MANILA - The Philippines needs to reform its tax system to seize a conjunction of opportunities that will enable it to realize its potential as a "tiger" economy, Finance Secretary Carlos Dominguez said Wednesday.
Tax reform will help fund an P8-trillion infrastructure program that is expected to spur economic activity at a time when borrowing costs are low, oil prices are "benevolent," and a young population is set to join the workforce, Dominguez said.
"This is a conjuncture that allows us to join the ranks of tiger economies. We should not let this opportunity pass us," Dominguez told a tax forum.
"If we fail to reform our tax policies at this time, we will miss economic opportunities that may never converge again. If we act promptly and decisively, we will have the means to bring the next generations of Filipinos to prosperity," Dominguez said.
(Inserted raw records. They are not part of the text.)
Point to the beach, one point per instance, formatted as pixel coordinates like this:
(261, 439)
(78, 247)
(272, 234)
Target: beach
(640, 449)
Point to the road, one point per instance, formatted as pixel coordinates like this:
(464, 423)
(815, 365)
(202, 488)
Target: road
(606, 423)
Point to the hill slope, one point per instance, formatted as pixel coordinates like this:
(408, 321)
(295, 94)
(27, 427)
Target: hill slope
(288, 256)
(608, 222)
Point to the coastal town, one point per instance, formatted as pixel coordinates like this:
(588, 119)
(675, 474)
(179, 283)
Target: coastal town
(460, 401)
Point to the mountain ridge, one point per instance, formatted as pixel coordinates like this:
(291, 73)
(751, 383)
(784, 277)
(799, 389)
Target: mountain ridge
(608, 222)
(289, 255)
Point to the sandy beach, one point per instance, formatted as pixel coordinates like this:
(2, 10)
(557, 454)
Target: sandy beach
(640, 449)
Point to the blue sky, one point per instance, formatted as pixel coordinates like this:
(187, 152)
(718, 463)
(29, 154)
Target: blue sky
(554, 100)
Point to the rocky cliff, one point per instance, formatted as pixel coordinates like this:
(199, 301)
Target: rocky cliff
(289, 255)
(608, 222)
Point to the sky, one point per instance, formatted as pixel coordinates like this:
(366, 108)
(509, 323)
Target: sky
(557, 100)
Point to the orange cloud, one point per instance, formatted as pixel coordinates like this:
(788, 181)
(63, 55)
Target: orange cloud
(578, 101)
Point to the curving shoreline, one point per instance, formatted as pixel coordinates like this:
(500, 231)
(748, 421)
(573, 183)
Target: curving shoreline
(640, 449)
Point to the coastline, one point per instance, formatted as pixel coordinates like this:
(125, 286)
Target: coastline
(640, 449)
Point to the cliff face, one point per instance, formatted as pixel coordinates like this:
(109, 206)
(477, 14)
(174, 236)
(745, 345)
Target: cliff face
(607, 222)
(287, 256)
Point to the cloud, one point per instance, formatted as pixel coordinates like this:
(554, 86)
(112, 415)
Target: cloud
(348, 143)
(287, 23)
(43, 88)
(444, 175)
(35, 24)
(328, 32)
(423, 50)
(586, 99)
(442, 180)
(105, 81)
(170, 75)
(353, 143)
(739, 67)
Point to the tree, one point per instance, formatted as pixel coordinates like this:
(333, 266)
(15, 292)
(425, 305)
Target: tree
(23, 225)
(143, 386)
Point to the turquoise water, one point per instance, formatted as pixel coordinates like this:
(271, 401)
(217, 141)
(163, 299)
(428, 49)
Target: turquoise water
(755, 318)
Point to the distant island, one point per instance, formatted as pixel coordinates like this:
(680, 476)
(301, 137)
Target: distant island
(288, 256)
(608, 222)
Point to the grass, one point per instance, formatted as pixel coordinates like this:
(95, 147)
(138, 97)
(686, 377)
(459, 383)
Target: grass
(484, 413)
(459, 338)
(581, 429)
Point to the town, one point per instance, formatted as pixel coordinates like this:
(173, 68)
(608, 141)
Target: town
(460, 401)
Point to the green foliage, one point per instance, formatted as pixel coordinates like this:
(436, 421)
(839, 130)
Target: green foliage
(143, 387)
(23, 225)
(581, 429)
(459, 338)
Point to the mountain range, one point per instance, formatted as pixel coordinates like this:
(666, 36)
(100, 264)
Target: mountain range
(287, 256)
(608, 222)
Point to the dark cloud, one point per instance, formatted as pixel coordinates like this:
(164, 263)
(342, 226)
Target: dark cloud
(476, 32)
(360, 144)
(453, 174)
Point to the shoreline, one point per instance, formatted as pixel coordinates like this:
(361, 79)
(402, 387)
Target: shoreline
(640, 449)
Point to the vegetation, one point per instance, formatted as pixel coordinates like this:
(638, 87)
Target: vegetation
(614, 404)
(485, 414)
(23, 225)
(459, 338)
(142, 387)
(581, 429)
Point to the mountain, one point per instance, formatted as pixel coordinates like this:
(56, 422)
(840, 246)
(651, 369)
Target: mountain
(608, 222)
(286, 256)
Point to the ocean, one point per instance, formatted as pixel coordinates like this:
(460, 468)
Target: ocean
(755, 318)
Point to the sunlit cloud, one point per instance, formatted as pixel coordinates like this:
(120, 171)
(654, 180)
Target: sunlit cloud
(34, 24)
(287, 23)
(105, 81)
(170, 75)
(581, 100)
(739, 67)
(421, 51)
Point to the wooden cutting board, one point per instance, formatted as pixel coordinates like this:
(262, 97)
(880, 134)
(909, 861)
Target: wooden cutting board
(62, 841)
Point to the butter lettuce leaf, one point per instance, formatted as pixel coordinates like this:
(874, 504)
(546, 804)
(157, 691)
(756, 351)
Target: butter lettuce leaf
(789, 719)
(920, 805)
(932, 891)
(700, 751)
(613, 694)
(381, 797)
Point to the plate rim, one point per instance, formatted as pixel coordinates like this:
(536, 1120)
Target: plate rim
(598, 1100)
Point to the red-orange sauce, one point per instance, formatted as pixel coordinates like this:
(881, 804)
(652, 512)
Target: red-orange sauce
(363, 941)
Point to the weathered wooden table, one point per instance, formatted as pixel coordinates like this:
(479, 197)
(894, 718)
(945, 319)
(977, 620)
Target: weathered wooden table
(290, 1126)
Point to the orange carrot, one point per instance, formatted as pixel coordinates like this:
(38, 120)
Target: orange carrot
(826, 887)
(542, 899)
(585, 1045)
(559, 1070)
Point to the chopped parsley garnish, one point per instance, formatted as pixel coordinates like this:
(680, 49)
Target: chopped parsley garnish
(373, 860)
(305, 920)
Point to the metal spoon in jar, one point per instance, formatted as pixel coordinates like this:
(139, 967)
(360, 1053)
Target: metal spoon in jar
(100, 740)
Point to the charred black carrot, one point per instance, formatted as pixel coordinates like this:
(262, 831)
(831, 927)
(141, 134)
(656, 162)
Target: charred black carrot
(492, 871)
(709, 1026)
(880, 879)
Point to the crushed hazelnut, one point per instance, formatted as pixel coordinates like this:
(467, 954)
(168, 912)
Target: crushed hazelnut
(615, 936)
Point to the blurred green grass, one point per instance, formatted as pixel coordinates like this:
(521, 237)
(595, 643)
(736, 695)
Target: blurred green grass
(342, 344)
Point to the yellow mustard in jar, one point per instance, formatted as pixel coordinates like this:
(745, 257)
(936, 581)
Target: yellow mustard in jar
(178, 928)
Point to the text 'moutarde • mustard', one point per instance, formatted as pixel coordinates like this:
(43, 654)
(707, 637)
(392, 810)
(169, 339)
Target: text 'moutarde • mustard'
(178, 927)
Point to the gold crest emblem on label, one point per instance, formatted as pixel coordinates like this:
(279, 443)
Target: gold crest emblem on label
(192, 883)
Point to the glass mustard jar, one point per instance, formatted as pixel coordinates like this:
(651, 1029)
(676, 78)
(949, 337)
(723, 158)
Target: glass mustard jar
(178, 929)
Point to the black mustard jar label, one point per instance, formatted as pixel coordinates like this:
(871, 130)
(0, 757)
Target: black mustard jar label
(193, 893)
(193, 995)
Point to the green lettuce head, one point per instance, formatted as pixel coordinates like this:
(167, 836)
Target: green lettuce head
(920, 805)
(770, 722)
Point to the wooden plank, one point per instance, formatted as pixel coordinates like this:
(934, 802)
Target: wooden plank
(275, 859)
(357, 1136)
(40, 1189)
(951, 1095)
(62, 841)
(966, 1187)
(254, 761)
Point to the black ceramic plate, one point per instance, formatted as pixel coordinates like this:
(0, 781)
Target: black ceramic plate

The House of Representatives earlier this month passed the first tranche of the reform package, which includes lowering personal income tax rates. This will be offset by higher taxes on cars, fuel and sugar-sweetened drinks.
Dominguez dismissed criticism that the package was anti-poor, saying the impoverished would benefit from increased government spending on infrastructure.
"Bad infrastructure can only contribute to economic exclusion," the finance chief said, describing tax reform as "indispensable" to Duterte's economic agenda.
The reform will shift the tax burden from the middle class to the ultra rich, who comprise around 1 percent of the population, he said.
"This reform package will end decades of unjust taxation that polarized wealth rather than distributed it. It will help build a robust middle class," he said.
The Senate will need to pass a counterpart measure within the year to meet government's target of implementing the first tranche of reforms at the start of 2018.